Class website For each week, write summaries of the listed reading material. 1-page summary for each article, including an objective summary of the article content followed by my commentary.

Information Retrieval: Mainly developed through the world-wide web. Classic assumptions: Static corpus. Retrieve information relevant to a query.

- * Use some relevance score function $R(Q,D)$ between each query and document.

Web assumptions: dynamic content, adversarial entities, advertising, non-text documents

- * Results must be ranked
- Today's standard is to present only the top 10
- * Results must be found quickly

Real-time: parse potential strings for a match. On the web: pre-search potential strings and prepare an index

- * There are millions of words online
- * There are on the order of 100 million active websites

Search engines need to

- * Figure out what the user wants, not rely on the user to learn a system
- * Balance paid entries with relevant entries

Search Engine Optimization Practice of making content index higher in search engines by tailoring the interface to their crawlers. This can be done legitimately or illegitimately. Search engines provide guidelines. *Legitimate

- Make relevant content
- Update relevant keywords and tags
- * Inethical
- spam fake pages and links in the local site
- spam fake comments on other sites pointing to the local site
- spam irrelevant keywords or tags

Old generation search engines relied heavily on text term-frequency/inverse-document-frequency ratios. This was exploited by “keyword stuffing” by website SEO rankings. Scripts are used to exploit systems that count the number of clicks on a search result or on an advertisement. To exploit link-function rankings, unrelated sites may do “link exchange” where they link to each other.

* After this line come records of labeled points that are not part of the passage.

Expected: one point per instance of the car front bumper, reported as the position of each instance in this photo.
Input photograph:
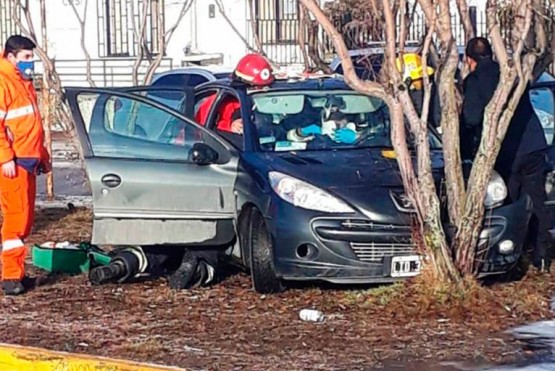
(343, 249)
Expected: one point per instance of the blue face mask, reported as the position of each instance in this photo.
(27, 68)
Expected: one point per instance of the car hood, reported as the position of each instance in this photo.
(364, 178)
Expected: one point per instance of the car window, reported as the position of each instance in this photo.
(174, 80)
(543, 102)
(322, 120)
(203, 105)
(222, 75)
(196, 79)
(180, 79)
(121, 127)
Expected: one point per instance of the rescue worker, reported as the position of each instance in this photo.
(413, 77)
(22, 157)
(521, 160)
(254, 70)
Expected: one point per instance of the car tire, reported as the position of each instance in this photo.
(182, 277)
(263, 273)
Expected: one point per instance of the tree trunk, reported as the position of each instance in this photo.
(46, 103)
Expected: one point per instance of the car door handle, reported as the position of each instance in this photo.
(111, 180)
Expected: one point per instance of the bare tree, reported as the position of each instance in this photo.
(46, 103)
(53, 94)
(452, 261)
(83, 26)
(163, 37)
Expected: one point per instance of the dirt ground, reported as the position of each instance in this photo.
(229, 327)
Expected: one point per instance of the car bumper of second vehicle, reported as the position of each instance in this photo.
(352, 249)
(503, 237)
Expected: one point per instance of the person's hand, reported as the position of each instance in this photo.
(237, 126)
(9, 169)
(345, 135)
(46, 167)
(311, 130)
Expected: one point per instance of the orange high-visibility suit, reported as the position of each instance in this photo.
(21, 140)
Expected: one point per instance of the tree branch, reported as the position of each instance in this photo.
(366, 87)
(82, 26)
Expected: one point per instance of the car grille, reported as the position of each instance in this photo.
(375, 252)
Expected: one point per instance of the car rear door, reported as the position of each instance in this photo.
(542, 97)
(147, 190)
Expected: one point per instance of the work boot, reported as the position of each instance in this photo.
(13, 287)
(107, 274)
(542, 265)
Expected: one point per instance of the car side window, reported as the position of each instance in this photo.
(543, 101)
(122, 127)
(203, 105)
(180, 79)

[http://www.fleiner.com/bots/ How to create crawler traps]

Web data collection: Data dumps, url downloads, web APIs, crawling.

Crawler traps: web server responds with ever changing URLs and content. Maybe be intentional or unintentional.

Duplicate detection: Studies: 30% of web content is a duplicate of some of the other 70%. Exact duplicates online are very rare. Near-duplicate detection is an open problem, presently solved through `fingerprinting`

techniques.

Crawlers don't go to the **Deep Web**: content behind login forms, JavaScript, not linked from elsewhere. The Deep Web is estimated to be larger than the shallow web.

Web is almost 20 years old, so laws that apply to it tend to be outdated or untested. There are more useful conventions than actual laws.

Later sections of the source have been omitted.